1978 Shetland referendum

Results
| Choice | Votes | % |
| Yes | 9,126 | 89.88% |
| No | 1,028 | 10.12% |
| Valid votes | 10,154 | 99.29% |
| Invalid or blank votes | 73 | 0.71% |
| Total votes | 10,227 | 100.00% |
| Registered voters/turnout | 14,242 | 71.81% |

= 1978 Shetland referendum =

In March 1978 a referendum was held in Shetland regarding the position of the isles within a potential Scottish Assembly. The isles' MP Jo Grimond had submitted an amendment to the Scotland Bill seeking to establish a commission in the event of a successful vote for a Scottish Assembly. This amendment faced opposition from the Secretary of State for Scotland, Bruce Millan.
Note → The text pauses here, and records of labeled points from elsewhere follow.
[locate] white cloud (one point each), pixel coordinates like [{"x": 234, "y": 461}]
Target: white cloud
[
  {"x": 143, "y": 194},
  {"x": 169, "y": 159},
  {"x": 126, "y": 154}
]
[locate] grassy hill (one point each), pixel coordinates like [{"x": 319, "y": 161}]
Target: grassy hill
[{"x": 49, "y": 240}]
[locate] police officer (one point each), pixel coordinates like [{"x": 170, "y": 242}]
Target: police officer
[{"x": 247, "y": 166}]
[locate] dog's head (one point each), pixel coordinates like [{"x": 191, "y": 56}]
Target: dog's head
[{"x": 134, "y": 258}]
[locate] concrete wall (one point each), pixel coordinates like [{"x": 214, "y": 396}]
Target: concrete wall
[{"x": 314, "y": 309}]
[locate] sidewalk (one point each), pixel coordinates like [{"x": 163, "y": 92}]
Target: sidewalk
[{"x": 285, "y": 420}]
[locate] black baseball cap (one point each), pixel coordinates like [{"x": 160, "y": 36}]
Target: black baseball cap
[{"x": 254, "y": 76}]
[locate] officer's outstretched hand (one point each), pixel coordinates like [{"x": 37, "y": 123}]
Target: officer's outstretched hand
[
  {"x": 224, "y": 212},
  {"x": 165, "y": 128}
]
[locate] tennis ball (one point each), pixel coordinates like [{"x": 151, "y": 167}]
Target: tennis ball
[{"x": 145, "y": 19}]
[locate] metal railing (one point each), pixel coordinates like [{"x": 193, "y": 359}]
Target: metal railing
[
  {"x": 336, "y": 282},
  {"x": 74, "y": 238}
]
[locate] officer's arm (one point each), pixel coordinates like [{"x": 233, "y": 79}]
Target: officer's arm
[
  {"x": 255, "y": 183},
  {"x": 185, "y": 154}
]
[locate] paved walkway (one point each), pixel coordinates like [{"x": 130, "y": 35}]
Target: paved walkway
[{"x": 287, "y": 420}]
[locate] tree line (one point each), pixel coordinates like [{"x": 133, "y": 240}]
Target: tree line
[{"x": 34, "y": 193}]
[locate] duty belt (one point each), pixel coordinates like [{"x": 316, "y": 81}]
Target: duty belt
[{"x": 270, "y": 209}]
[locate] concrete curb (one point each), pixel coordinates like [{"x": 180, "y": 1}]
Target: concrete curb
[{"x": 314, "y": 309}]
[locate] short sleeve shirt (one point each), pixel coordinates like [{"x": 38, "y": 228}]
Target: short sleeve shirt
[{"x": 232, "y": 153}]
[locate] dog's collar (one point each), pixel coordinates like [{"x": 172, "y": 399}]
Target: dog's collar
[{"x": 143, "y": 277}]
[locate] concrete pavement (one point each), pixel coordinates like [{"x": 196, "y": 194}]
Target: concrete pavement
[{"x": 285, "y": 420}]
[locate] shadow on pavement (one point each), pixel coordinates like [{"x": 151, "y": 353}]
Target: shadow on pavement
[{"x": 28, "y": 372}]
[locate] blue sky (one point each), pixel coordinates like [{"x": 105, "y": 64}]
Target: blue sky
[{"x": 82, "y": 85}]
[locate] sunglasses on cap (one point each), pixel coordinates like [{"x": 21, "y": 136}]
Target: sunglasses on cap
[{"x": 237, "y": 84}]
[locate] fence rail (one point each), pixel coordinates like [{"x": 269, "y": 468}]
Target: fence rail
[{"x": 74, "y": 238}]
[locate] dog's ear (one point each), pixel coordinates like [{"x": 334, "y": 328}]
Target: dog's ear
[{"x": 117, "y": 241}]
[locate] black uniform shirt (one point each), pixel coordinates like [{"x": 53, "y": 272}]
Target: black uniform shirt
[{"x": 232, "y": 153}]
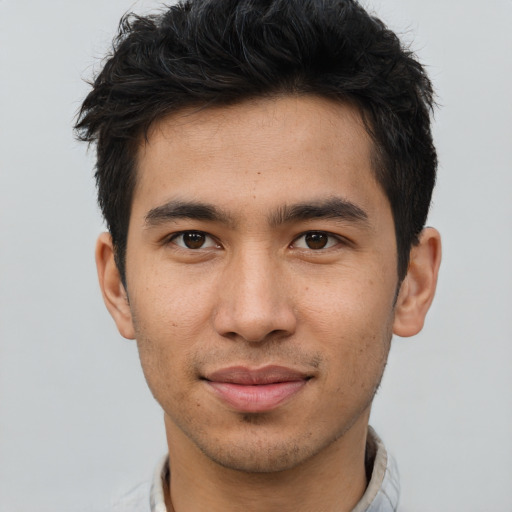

With Jo Grimond's support, the Shetland Islands Council held the referendum to gauge the electorate's support for its position in the hope that it would give the council a mandate to push for separate consideration for Shetland in the Bill.

The question asked was:

In view of the proposals for devolution for Scotland, do you agree that the Shetland Islands Council should continue to press for Shetland's position to be considered through the establishment of a commission as proposed by Mr Grimond?

==Results==

| Choice |  | Votes | % |
| Yes |  | 9,126 | 89.88 |
| No |  | 1,028 | 10.12 |
| Total |  | 10,154 | 100.00 |
| Valid votes |  | 10,154 | 99.29 |
| Invalid/blank votes |  | 73 | 0.71 |
| Total votes |  | 10,227 | 100.00 |
| Registered voters/turnout |  | 14,242 | 71.81 |
Source: Shetland in Statistics, 1980

== Aftermath ==
The referendum provided a resounding victory for the Council and Grimond's position, and the Scotland Act 1978 would contain provisions for setting up a commission for Orkney and Shetland.

Plans for a Scottish Assembly ultimately failed as a result of the 1979 Scottish devolution referendum, ensuring a continuation of the status quo for Shetland. However, the constitutional debate fostered in part by the referendum led to the creation of the pro-autonomy Shetland Movement.